Brown was the first-choice keeper for Hereford in Conference matches (but was not allowed by Chester to play in cup games) and was an integral part of the best defence in the Conference that season, conceding just 30 goals. He became a fans' favourite, earning the nickname 'Superman'. In the 2006 Conference play-off final with just a few minutes to go in extra time, Brown sustained a head injury in a collision. With all three substitutions made it looked for a moment as if he would be unable to continue, but after several minutes he recovered and even made a good save in the dying minutes to keep Hereford 3–2 up.
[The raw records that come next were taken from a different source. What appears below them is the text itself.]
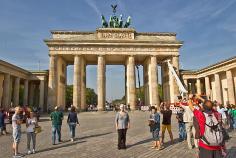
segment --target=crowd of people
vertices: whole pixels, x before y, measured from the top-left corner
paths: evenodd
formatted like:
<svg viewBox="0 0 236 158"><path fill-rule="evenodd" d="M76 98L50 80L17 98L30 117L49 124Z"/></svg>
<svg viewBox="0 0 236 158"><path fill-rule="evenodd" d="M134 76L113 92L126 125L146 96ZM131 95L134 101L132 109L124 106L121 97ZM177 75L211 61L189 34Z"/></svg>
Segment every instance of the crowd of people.
<svg viewBox="0 0 236 158"><path fill-rule="evenodd" d="M179 141L187 141L189 149L195 148L199 158L223 158L226 156L225 142L229 139L228 131L236 130L236 106L223 106L216 101L202 98L200 95L189 95L188 98L178 97L176 105L179 110L176 114L176 121L179 127ZM115 116L115 127L118 133L118 150L126 149L126 134L130 128L129 109L121 104ZM161 117L162 115L162 117ZM0 110L1 135L7 134L6 114ZM52 145L61 140L61 128L63 112L55 107L50 114L52 122ZM161 121L162 118L162 121ZM170 143L174 143L172 133L172 111L170 104L162 102L160 106L151 106L148 125L153 138L152 149L162 150L165 148L165 132L168 131ZM19 156L18 147L21 140L22 108L16 107L12 116L12 148L15 156ZM34 111L25 121L27 134L27 153L36 152L36 129L39 126L37 114ZM70 130L71 142L75 139L76 126L80 125L77 110L71 106L67 117L67 124ZM161 134L161 135L160 135ZM193 141L192 141L193 140ZM32 142L32 148L31 148Z"/></svg>

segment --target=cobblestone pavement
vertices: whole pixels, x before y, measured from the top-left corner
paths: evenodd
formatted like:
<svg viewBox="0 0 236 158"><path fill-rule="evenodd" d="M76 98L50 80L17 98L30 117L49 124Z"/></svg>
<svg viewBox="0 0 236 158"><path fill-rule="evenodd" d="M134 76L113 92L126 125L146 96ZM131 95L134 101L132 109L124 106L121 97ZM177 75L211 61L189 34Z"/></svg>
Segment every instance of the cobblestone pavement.
<svg viewBox="0 0 236 158"><path fill-rule="evenodd" d="M43 132L37 135L37 153L26 155L26 134L23 132L19 151L27 158L194 158L196 150L189 150L186 142L178 142L178 129L175 117L172 118L175 143L170 145L166 133L165 149L151 149L152 141L147 126L148 112L131 112L131 129L127 133L126 150L117 150L117 133L114 129L114 112L86 112L79 114L81 126L77 128L75 142L69 141L66 117L62 127L63 143L51 144L51 122L48 116L41 118ZM8 131L11 128L8 125ZM25 125L22 126L25 131ZM228 158L236 158L236 132L230 133L227 143ZM0 136L0 157L12 157L12 138Z"/></svg>

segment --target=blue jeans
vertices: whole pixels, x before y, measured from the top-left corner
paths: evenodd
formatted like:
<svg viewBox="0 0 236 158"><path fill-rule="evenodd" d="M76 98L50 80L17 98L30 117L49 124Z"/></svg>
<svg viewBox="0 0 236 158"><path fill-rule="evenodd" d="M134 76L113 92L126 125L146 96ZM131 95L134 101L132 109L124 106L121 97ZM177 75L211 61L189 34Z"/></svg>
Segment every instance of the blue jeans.
<svg viewBox="0 0 236 158"><path fill-rule="evenodd" d="M75 128L76 128L76 123L69 123L69 128L70 128L70 137L75 138Z"/></svg>
<svg viewBox="0 0 236 158"><path fill-rule="evenodd" d="M52 125L52 143L55 144L56 141L56 133L58 142L61 141L61 125Z"/></svg>
<svg viewBox="0 0 236 158"><path fill-rule="evenodd" d="M233 127L236 129L236 117L234 117Z"/></svg>
<svg viewBox="0 0 236 158"><path fill-rule="evenodd" d="M186 139L186 129L185 129L185 123L179 122L179 139L185 140Z"/></svg>

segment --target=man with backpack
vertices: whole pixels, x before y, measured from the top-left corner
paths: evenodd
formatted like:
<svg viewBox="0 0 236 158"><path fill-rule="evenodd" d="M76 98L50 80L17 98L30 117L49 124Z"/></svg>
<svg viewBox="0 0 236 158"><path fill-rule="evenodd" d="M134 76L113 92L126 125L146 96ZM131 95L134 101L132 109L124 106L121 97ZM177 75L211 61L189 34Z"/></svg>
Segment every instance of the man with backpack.
<svg viewBox="0 0 236 158"><path fill-rule="evenodd" d="M204 100L198 95L197 99L203 102L202 110L194 108L192 95L189 97L188 104L199 125L199 158L223 158L225 142L220 114L213 110L211 101Z"/></svg>

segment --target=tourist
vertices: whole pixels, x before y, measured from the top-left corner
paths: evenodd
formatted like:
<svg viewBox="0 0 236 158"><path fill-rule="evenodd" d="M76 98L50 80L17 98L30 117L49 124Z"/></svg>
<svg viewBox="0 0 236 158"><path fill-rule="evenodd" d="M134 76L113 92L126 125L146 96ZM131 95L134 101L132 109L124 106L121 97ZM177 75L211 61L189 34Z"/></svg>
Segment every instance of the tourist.
<svg viewBox="0 0 236 158"><path fill-rule="evenodd" d="M170 106L166 103L162 103L161 104L161 113L163 115L163 120L162 120L162 132L161 132L161 137L162 137L162 144L164 144L164 137L165 137L165 131L167 129L169 136L170 136L170 140L171 143L174 143L174 139L173 139L173 134L171 131L171 116L172 116L172 111L170 110Z"/></svg>
<svg viewBox="0 0 236 158"><path fill-rule="evenodd" d="M34 131L35 127L38 126L38 120L34 112L30 112L30 117L26 119L26 132L27 132L27 149L28 154L35 153L36 145L36 133ZM30 150L30 142L32 140L33 148Z"/></svg>
<svg viewBox="0 0 236 158"><path fill-rule="evenodd" d="M194 108L197 108L196 106L196 100L193 98L194 100ZM194 146L195 148L198 148L198 139L195 138L196 135L196 130L194 128L193 125L193 112L191 111L191 109L189 108L188 104L186 104L184 102L184 104L182 104L182 102L180 102L180 107L182 107L184 109L184 114L183 114L183 121L185 123L185 128L186 128L186 133L187 133L187 143L188 143L188 148L192 149L193 148L193 143L192 143L192 136L194 137Z"/></svg>
<svg viewBox="0 0 236 158"><path fill-rule="evenodd" d="M130 119L123 104L120 105L120 111L116 114L115 125L118 131L118 150L126 149L126 133L130 128Z"/></svg>
<svg viewBox="0 0 236 158"><path fill-rule="evenodd" d="M221 119L222 119L222 125L224 128L227 128L228 126L228 123L227 123L227 115L226 115L226 112L227 112L227 109L223 107L223 105L221 104L217 104L217 111L221 114Z"/></svg>
<svg viewBox="0 0 236 158"><path fill-rule="evenodd" d="M157 109L155 106L151 107L151 115L149 119L149 126L150 126L150 132L152 133L152 138L154 141L154 146L152 149L161 150L162 146L160 143L160 114L157 113Z"/></svg>
<svg viewBox="0 0 236 158"><path fill-rule="evenodd" d="M176 119L178 120L179 124L179 141L182 142L186 139L186 129L185 129L185 123L183 120L184 115L184 109L182 107L179 107L179 110L176 114Z"/></svg>
<svg viewBox="0 0 236 158"><path fill-rule="evenodd" d="M61 141L61 125L62 125L62 120L63 120L63 113L59 111L58 107L55 107L55 111L51 113L50 115L51 120L52 120L52 144L55 145L56 141L56 133L57 133L57 138L58 142Z"/></svg>
<svg viewBox="0 0 236 158"><path fill-rule="evenodd" d="M233 105L233 108L231 110L231 117L233 120L233 129L236 130L236 105Z"/></svg>
<svg viewBox="0 0 236 158"><path fill-rule="evenodd" d="M3 135L5 128L5 113L2 108L0 108L0 135Z"/></svg>
<svg viewBox="0 0 236 158"><path fill-rule="evenodd" d="M15 114L12 116L12 136L13 136L13 144L12 148L15 156L21 156L18 153L18 147L21 139L21 124L22 124L22 109L21 107L15 108Z"/></svg>
<svg viewBox="0 0 236 158"><path fill-rule="evenodd" d="M225 154L223 134L219 121L220 114L213 109L213 103L197 98L203 102L203 111L194 108L193 97L189 97L189 108L193 111L199 124L199 158L222 158ZM214 128L214 129L213 129Z"/></svg>
<svg viewBox="0 0 236 158"><path fill-rule="evenodd" d="M68 118L67 118L67 123L70 128L70 140L71 140L71 142L73 142L74 138L75 138L76 124L79 125L77 112L76 112L76 109L74 106L71 106L71 110L70 110L70 112L68 114Z"/></svg>

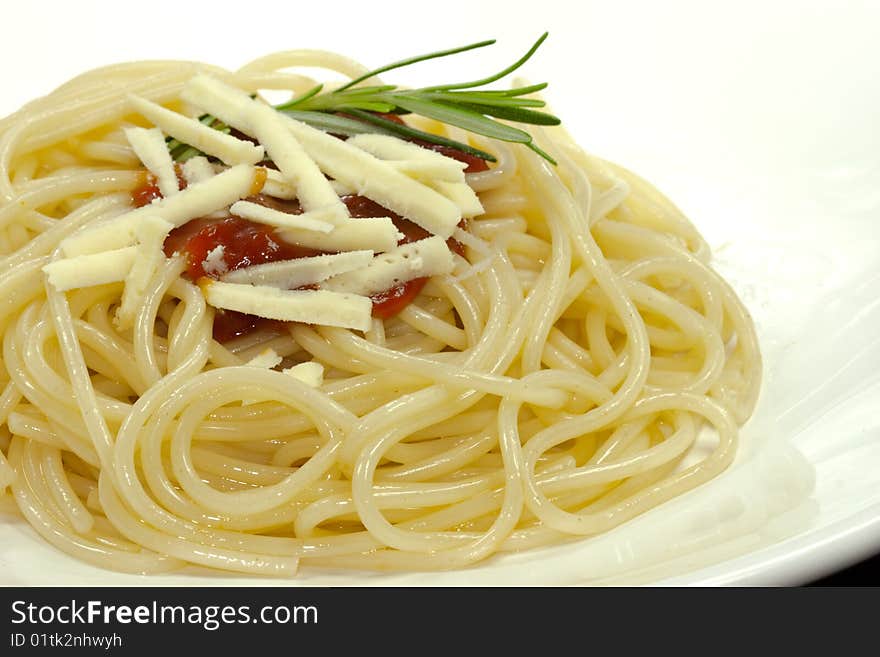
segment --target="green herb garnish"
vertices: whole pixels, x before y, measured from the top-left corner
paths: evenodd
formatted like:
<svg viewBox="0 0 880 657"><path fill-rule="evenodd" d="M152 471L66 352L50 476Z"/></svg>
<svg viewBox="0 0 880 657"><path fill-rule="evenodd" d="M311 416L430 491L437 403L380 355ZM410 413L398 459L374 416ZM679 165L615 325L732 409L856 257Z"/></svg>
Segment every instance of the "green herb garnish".
<svg viewBox="0 0 880 657"><path fill-rule="evenodd" d="M472 82L444 84L420 89L400 89L396 85L389 84L358 86L387 71L490 46L495 43L494 39L387 64L364 73L331 91L324 91L324 85L319 84L286 103L276 105L275 108L326 132L349 136L365 132L395 135L405 139L417 139L431 144L449 146L490 162L495 161L495 157L491 153L447 137L401 125L382 116L382 114L418 114L485 137L523 144L548 162L556 164L556 161L548 153L532 141L532 136L528 132L496 120L502 119L530 125L559 125L560 120L557 117L538 110L538 108L544 107L544 101L525 97L546 88L547 83L515 89L482 89L482 87L500 80L520 68L535 54L546 38L547 33L545 32L516 62L494 75ZM219 121L215 124L213 117L203 116L199 120L224 129L226 132L229 131L229 128L220 124ZM172 144L169 144L170 149L171 146ZM174 143L173 146L171 153L175 160L181 161L196 154L195 149L185 144Z"/></svg>

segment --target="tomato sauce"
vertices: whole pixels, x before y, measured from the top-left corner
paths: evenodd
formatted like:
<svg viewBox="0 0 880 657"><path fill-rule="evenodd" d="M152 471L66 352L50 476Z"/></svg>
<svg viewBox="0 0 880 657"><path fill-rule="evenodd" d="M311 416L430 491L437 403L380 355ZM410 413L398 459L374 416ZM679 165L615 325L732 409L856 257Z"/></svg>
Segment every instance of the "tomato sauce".
<svg viewBox="0 0 880 657"><path fill-rule="evenodd" d="M186 178L183 177L183 167L179 164L174 165L174 173L177 174L177 188L186 189ZM138 186L131 193L131 201L134 207L141 208L149 205L153 201L162 198L162 192L159 191L159 182L156 176L145 171Z"/></svg>
<svg viewBox="0 0 880 657"><path fill-rule="evenodd" d="M223 246L224 271L205 271L208 254L218 246ZM186 255L187 275L192 280L219 278L235 269L321 253L284 241L271 226L233 216L202 217L175 228L165 240L165 255L175 252Z"/></svg>

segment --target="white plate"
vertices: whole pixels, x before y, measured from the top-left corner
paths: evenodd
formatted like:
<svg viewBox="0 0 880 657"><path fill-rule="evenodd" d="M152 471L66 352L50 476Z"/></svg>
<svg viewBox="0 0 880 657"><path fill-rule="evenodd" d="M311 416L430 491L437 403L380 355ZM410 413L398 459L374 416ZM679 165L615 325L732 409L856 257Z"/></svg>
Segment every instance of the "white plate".
<svg viewBox="0 0 880 657"><path fill-rule="evenodd" d="M501 0L418 11L383 2L377 13L337 0L307 14L299 4L275 3L248 20L225 4L153 0L126 14L113 2L26 3L0 40L0 114L110 61L234 67L272 50L323 47L377 65L499 37L494 51L451 69L425 64L399 78L470 79L549 29L524 74L551 83L547 98L586 148L642 174L693 218L753 313L766 380L728 472L605 536L467 572L306 570L294 583L797 584L880 551L880 5L572 10L544 0L524 14ZM105 572L6 517L0 573L4 584L266 583Z"/></svg>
Hereford went on to win the match and promotion to the Football League, and Brown signed for Hereford permanently soon afterwards.

Brown was first-choice keeper at Edgar Street in Hereford's first two seasons back in the Football League, missing just 9 league matches out of a possible 92. The 2007–08 season saw him keep 17 clean sheets and concede 41 goals in the league, as Hereford gained promotion to League One. He kept a further four clean sheets in the FA Cup, most notably in the victory over Leeds United at Elland Road. This match was also his 100th competitive appearance for the club.

Brown's highlight of the season, as recognised by Graham Turner, came in the 1–0 win at Mansfield Town. In the last minute of normal time he saved Michael Boulding's penalty in front of the travelling support who celebrated as if Hereford had scored a goal, and in the last seconds of the match he made a further save to deny Jefferson Louis, rescuing Hereford again.

Despite being named Player of the Year, Brown rejected a new contract and League One football at Edgar Street and instead signed for Bury on a two-year contract. On 15 August 2009 he saved a late Dean Windass penalty to help his side secure a 1–0 win over Darlington.

In July 2010 he signed with Supersport United. On 28 July 2011 Brown returned to England, signing a one-year deal with Oxford United following a successful trial. He signed a further two-year contract with Oxford as player/goalkeeping coach in May 2012.

==Coaching career==
In July 2023, Brown ended his twelve-year association with Oxford United having left his role of goalkeeping coach.

In June 2024, he joined National League side Forest Green Rovers as goalkeeping coach, having supported the club at the end of the previous season. He would also continue in his role of goalkeeping coach with the England women's U23 team.

==Personal life==
Since his retirement, Brown has run goalkeeping academies in Reading, Southampton and Oxfordshire.